Il arrive fréquemment que le juge qui détermine la peine se trouve devant une situation où certains objectifs militent en faveur de l’octroi du sursis à l’emprisonnement et d’autres en faveur de l’emprisonnement. En pareils cas, le juge du procès doit soupeser ces divers objectifs pour déterminer la peine appropriée. Comme a expliqué le juge La Forest dans R. c. Lyons, [1987] 2 R.C.S. 309, à la p. 329, «[d]ans un système rationnel de détermination des peines, l’importance relative de la prévention, de la dissuasion, du châtiment et de la réinsertion sociale variera selon la nature du crime et la situation du délinquant». Le juge ne dispose pas d’un critère ou d’une formule d’application simple à cet égard. Il faut s’en remettre au jugement et à la sagesse du juge qui détermine la peine, que le législateur a investi d’un pouvoir discrétionnaire considérable à cet égard à l’art. 718.3.

35 Par conséquent, selon la sévérité des conditions assortissant l’ordonnance de sursis à l’emprisonnement, cette sanction peut être justifiée dans les cas où la dissuasion et la dénonciation sont des considérations primordiales. En bout de ligne, toutefois, la réponse à la question de savoir s’il s’agit d’un cas donnant ouverture à l’octroi du sursis à l’emprisonnement dépend de l’appréciation par le juge qui détermine la peine des circonstances particulières de l’affaire, notamment les facteurs aggravants, la nature de l’infraction, la situation de la collectivité et la possibilité de fixer des conditions permettant de refléter adéquatement la condamnation de la société.

D. L’octroi du sursis à l’emprisonnement est‑il justifié dans les circonstances?

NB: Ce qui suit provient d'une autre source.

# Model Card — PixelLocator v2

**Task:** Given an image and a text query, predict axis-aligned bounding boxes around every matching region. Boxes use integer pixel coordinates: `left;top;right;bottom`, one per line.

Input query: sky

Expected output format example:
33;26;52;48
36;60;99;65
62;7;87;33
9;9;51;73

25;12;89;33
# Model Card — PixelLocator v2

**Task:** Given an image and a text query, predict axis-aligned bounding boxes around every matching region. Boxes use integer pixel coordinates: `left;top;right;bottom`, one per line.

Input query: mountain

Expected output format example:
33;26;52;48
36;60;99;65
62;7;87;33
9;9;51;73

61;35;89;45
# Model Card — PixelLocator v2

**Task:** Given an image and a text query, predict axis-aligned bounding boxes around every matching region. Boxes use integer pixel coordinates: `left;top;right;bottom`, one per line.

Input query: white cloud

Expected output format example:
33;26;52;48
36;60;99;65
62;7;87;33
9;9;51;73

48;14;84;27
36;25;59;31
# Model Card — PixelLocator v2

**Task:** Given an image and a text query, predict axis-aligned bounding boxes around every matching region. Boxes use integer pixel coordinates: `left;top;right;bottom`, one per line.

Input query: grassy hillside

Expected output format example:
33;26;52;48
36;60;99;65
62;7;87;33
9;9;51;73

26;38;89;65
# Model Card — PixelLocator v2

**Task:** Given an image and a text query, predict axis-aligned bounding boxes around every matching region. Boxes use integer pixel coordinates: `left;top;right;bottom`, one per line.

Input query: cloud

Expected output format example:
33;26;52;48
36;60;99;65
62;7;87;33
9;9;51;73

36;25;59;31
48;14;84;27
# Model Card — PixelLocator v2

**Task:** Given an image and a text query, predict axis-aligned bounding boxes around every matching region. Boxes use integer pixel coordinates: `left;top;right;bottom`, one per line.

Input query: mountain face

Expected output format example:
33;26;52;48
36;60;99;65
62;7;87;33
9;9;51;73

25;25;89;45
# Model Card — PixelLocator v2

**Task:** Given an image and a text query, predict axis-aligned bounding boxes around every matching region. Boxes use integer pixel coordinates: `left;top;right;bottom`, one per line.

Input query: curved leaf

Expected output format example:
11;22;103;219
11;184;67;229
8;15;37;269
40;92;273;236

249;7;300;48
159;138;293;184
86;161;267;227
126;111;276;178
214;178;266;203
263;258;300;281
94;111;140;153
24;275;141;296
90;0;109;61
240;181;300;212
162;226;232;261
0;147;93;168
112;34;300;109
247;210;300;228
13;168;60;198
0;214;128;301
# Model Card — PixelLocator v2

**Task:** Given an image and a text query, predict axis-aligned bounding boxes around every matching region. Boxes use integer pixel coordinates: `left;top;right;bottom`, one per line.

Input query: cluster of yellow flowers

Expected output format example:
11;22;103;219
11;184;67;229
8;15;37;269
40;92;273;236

36 Dans Gladue, précité, notre Cour a jugé que l’al. 718.2e) établit le principe général que l’incarcération est une sanction pénale de dernier recours à l’égard de tous les délinquants et qu’il ne faut y recourir que lorsque aucune autre sanction n’est appropriée. Pour ce qui est des mots «plus particulièrement en ce qui concerne les délinquants autochtones», notre Cour a raisonné que le juge chargé de déterminer la peine doit porter une attention spéciale au fait que les circonstances dans lesquelles se trouvent les délinquants autochtones sont particulières, si on les compare à celles dans lesquelles se trouvent les délinquants non‑autochtones. L’alinéa 718.2e) a un objet réparateur qui vise tous les délinquants, en ce qu’il met l’accent sur le concept de justice corrective, méthode de détermination de la peine qui cherche à rétablir l’harmonie qui existait avant les actes de l’accusé. Encore une fois, le caractère approprié de la peine sera évalué en fonction des besoins des victimes, du délinquant et de la collectivité dans son ensemble.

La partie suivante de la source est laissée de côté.